Dearest Kim,
I can share my stories like the others have done. I can recall four times I had to "make the call". Three of them were relatively easy, as cancer was the diagnosis. All inoperable and quick acting and I could tell that all three were miserable so I did what was best for them. It hurt short term, and I still have fond and wonderful memories of my Tar Baby, Niblet and especially my special boy Winkie. The fourth case was the hardest. Boots was 19 years old, and she was the only reason that I met my wife 29 years ago. If not for Bootie Gal, I wouldn't have a beautiful and perfect 25 year-old Daughter. Nothing in my life would be the same, I wouldn't be here in fact, if it wasn't for Boots coming to my front door and mooching food, then deciding to have a litter of kittens under my house the day before her Mom was going to come pick her up and take her to her new home. Paula was just some chick who lived a couple houses over, was moving, and had asked me to watch her for a few days until she could get her new home settled. I'd never even spoken to her until I saw her one day, packing up her stuff. Boots had been coming over every day begging for food and I used to feed my two cats out on the front porch. My very first words to the lady who would become my wife of 28 years was "Hey lady, when you gonna feed your damn cat?" Turned out to be the world's best pick-up line I think. :lol:
Anyway, we always considered Boots to be the hand of fate that got us together. Flash forward 18 years or so, and Boots was nearing her end. She had a few bumps in the road. She was prone to crystals and at one time had surgery to remove them from her bladder (ate lots and lots of dry food over the years....who knew????). She started not wanting to eat much, but she was still okay, then she lost a lot of weight, and generally was in decline. We brought her to the vet several times, but all they would tell us is "she's old, it's getting near her time". But neither of us wanted to deal with that. Neither of us was willing to be the one to say "It's time". She was our good luck charm, our baby, and we couldn't imagine her not being there any more. She'd raised 3 litters of kittens, and even after she was spayed, any time we'd bring a new kitten into the fold that we had to bottle feed, she'd still be the "mother". She'd let the little brats try to nurse off her and clean them and all that junk. During the last couple of weeks of her long life, it was obvious that it was her time, but we still didn't want to make the call. I still can remember the last night like it was yesterday, and it still makes me cry as I type this. I remember laying on the floor with her for a couple of hours, just petting her and telling her how much I loved her and how grateful I was for the years she blessed our house. I realize now that the look she was giving me said "Dad, it's time, let me go". But when I got up and went to bed, I still didn't see it, or I guess, didn't want to see it. The next morning I got up and found her laying in pretty much the same place, and I went and petted her but she didn't respond.

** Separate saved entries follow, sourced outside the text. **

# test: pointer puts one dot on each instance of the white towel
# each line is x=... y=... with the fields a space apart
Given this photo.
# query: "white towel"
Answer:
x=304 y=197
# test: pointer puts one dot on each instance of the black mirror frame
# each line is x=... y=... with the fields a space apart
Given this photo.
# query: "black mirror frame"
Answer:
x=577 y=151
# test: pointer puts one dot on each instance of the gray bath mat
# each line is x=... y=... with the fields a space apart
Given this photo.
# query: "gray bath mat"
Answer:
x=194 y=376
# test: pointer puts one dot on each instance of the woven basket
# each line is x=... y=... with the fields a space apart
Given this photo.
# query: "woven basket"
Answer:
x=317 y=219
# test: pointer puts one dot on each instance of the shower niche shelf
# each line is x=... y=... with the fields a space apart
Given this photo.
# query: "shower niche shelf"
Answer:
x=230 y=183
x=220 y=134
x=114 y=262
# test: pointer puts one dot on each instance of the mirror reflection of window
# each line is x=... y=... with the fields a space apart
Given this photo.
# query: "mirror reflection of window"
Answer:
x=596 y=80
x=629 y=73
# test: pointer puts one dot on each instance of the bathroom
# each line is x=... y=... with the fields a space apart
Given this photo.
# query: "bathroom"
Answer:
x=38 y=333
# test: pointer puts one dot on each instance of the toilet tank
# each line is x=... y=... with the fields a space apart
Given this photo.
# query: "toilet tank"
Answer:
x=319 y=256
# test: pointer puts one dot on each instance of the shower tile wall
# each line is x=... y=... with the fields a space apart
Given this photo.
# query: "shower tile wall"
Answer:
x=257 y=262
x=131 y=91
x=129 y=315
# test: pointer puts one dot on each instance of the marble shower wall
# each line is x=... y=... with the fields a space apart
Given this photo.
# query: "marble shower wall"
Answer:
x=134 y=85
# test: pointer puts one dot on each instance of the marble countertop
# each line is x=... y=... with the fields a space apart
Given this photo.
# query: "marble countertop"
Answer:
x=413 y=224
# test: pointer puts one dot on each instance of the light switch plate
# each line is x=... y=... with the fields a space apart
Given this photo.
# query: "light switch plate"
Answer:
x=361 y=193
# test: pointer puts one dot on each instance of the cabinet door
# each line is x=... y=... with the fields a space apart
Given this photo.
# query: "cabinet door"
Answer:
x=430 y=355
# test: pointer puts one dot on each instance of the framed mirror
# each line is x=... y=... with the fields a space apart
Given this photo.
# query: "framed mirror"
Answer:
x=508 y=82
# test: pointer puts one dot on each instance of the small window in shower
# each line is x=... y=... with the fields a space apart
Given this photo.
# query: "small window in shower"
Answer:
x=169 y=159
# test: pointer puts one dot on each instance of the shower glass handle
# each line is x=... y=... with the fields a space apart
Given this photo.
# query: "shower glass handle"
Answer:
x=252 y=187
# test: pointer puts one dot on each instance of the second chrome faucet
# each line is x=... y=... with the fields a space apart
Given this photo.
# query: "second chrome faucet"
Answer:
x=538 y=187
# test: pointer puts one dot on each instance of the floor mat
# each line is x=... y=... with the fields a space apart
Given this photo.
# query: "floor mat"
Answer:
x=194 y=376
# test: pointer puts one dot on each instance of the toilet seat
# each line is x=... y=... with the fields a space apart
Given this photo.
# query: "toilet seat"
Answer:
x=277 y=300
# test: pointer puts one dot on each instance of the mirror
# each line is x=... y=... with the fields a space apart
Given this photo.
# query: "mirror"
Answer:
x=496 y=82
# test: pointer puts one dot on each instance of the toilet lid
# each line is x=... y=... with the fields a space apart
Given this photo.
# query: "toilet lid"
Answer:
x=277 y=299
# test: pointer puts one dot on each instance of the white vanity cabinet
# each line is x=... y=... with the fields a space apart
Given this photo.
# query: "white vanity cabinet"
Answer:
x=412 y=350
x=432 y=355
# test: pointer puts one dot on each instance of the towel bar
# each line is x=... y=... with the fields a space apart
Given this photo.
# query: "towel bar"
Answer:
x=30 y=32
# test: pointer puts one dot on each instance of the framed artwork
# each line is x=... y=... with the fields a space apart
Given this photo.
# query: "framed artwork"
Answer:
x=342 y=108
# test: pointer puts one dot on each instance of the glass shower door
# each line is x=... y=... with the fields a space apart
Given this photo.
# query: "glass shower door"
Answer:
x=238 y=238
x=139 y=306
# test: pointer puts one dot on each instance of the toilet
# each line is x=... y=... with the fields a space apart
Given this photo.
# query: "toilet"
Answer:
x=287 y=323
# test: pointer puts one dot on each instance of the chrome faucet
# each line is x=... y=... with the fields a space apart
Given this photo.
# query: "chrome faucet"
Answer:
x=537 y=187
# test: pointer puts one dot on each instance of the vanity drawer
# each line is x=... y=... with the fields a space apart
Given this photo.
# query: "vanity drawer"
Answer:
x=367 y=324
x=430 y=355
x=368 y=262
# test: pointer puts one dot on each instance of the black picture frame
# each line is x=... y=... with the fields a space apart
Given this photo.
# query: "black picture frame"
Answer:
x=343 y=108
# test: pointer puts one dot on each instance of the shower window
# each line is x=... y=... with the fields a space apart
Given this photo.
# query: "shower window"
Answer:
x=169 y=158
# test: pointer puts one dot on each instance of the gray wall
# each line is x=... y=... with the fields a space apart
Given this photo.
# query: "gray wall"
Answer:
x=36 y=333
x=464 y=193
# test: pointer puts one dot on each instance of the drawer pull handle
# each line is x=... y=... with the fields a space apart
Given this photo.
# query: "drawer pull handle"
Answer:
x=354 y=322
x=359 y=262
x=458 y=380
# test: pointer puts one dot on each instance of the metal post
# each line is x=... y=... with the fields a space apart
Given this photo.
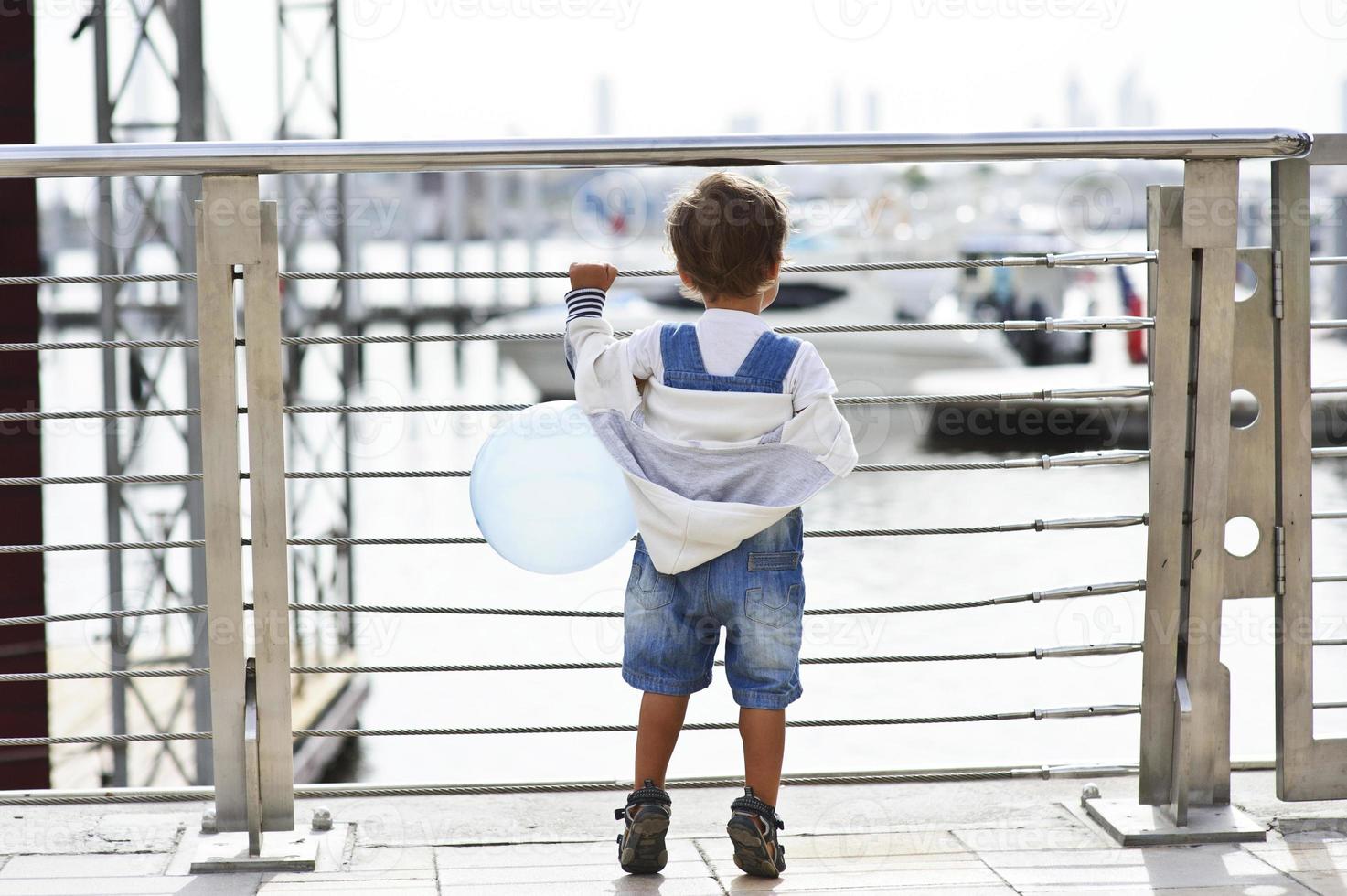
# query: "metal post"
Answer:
x=1307 y=768
x=224 y=240
x=1201 y=474
x=1210 y=219
x=1170 y=287
x=267 y=485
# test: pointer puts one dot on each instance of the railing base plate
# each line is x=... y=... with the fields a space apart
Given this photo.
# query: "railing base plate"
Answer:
x=1136 y=825
x=296 y=850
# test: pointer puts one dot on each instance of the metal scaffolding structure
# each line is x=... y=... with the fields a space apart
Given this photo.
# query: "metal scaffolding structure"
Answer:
x=309 y=91
x=151 y=87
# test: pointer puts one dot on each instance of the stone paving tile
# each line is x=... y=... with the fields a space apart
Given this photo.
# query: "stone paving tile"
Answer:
x=1324 y=883
x=549 y=855
x=395 y=887
x=304 y=878
x=1000 y=839
x=624 y=884
x=37 y=830
x=1145 y=890
x=866 y=844
x=85 y=865
x=561 y=873
x=174 y=885
x=1198 y=867
x=392 y=859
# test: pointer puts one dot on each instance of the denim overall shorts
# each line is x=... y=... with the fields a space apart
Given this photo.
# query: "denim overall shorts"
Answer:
x=756 y=592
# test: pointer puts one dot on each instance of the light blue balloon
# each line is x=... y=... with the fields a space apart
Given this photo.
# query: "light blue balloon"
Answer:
x=547 y=495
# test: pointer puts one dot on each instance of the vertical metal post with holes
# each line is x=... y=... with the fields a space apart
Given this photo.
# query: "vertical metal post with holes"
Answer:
x=1203 y=472
x=1307 y=767
x=250 y=696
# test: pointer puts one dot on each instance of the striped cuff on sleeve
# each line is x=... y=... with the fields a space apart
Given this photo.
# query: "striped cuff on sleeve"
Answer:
x=586 y=302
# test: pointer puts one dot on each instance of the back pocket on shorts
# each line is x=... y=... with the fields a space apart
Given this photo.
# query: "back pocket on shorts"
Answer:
x=651 y=588
x=776 y=605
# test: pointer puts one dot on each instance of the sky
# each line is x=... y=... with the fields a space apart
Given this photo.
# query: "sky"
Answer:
x=469 y=69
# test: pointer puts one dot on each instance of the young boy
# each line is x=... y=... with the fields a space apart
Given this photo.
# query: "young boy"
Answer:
x=722 y=427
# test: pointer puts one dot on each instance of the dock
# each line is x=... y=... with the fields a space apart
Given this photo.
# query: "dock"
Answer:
x=965 y=838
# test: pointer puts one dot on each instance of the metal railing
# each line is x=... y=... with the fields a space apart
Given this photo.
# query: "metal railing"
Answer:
x=1193 y=335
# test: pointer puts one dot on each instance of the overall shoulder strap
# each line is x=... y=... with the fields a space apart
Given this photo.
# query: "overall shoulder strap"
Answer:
x=771 y=357
x=679 y=349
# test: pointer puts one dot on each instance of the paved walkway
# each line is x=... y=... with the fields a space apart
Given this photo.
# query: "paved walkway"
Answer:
x=994 y=838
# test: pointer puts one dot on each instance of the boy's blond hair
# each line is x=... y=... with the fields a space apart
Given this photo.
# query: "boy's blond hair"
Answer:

She was still breathing but she wasn't "there" anymore. So she basically forced my hand? I rushed her to the vet and the vet said that she'd had some sort of stroke and there was nothing anyone could do. It was still nearly impossible to say "okay". I wish now, and will always wish, that I had done the best thing for her just one day earlier, so I could have held her and told her I loved her while she could still know it was me with her at the end.
Now I am not saying that this is where you and Kitty are at, hon. But at some point, it will be, and I am so praying for you that you are able to do this and have a clear mind about it. You love her so, so much, that is so obvious to me and to everyone else who has read any of the things you've said here for, well, for as long as I've been reading your posts. You know what is best for her and for all your furries. I would trust you with MY furries to always to the best for them!
I wanted to share the story of Boots, I guess mostly because I want you to know that I know where you are right now, hon. I'll be thinking of you and Kitty, and praying for you to be strong. Most of all, I want you to know that you are "right" with any decision you make whether that is today, tomorrow, next week or next year.
Huge hugs, Kim
Carl
Just so you can see what I meant about Bootie's Foster Mom Instinct....
(Not a great pic because it's a picture of a photograph)
P.S. The real irony? When we lost Boots, and decided it was time to add a new kitty to the household.... we got Lillian and Bob, as bottle-fed kittens. So, when I say that I wouldn't be here were it not for Boots? I mean that literally. There would have never been a Bob in my life.